Priorizar alimentos frescos
La clave para una alimentación de calidad es priorizar el consumo de alimentos frescos sobre los procesados.

Dieta saludable con pocos aditivos artificiales

A la hora de plantear un patrón dietético saludable es necesario restringir el consumo de alimentos de carácter procesado. No se conoce a ciencia cierta las implicaciones de la ingesta de aditivos en el organismo. Por ello, la mejor recomendación es la prudencia, y reducir su presencia en la dieta lo máximo posible.

Sí que ha sido evidenciada la relación de la carne roja con el aumento del riesgo de cáncer colorrectal. Por este motivo, su ingesta ha de ser puntual.

Otros aditivos cuya calidad se debate son los edulcorantes artificiales. Esta clase de sustancias son capaces de alterar la permeabilidad de la barrera intestinal, lo que puede incidir en las probabilidades de desarrollar una enfermedad de tipo autoinmune.

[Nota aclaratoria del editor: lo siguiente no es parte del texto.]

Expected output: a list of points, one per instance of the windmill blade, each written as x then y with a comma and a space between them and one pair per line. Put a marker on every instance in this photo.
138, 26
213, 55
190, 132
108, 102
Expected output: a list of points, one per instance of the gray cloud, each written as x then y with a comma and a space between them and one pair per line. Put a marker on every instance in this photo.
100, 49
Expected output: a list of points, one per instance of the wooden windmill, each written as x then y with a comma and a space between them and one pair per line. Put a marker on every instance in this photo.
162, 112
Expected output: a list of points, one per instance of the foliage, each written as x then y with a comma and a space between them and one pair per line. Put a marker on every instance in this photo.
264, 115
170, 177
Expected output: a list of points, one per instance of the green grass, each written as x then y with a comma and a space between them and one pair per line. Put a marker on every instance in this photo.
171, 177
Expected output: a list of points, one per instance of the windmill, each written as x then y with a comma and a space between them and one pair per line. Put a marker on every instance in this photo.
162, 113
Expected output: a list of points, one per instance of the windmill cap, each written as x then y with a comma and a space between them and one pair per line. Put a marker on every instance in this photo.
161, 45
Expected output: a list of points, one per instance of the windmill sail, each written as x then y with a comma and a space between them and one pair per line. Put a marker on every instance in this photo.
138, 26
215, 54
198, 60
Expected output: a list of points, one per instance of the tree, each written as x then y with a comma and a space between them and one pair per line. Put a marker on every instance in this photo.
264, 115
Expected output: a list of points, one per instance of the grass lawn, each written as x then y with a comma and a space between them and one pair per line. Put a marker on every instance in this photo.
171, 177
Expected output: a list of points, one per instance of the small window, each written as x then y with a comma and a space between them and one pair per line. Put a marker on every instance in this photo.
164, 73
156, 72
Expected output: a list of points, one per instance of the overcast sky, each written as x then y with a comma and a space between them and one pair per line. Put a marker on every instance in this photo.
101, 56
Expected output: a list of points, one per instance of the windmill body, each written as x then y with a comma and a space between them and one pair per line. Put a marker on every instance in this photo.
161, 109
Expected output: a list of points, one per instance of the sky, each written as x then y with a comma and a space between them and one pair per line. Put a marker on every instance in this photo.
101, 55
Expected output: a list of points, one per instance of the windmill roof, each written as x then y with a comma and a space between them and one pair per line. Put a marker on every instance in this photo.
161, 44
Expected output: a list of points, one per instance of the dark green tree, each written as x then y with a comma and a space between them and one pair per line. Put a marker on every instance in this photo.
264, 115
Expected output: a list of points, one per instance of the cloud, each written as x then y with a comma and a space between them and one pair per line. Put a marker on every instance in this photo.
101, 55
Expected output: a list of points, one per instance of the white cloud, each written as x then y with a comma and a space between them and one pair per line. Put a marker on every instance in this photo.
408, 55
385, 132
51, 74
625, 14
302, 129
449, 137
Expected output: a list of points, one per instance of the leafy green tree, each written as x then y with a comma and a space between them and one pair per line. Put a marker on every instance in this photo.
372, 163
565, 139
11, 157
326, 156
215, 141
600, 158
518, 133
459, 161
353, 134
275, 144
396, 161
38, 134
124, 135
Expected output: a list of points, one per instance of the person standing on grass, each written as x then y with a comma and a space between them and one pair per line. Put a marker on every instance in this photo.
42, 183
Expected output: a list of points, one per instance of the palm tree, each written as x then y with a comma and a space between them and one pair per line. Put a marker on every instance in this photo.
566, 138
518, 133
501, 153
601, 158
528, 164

Además, la ingesta de estos edulcorantes conlleva un aumento de la resistencia a la insulina. Este parámetro indica una mayor predisposición hacia la diabetes y hacia la obesidad. Teniendo en cuenta que ambas enfermedades son prevalentes en la actualidad, lo mejor es moderar el consumo de alimentos edulcorados con estos químicos.

Debemos recordar que una dieta saludable es la que prioriza los alimentos frescos. Además, es bueno complementarlo con la práctica habitual de ejercicio físico.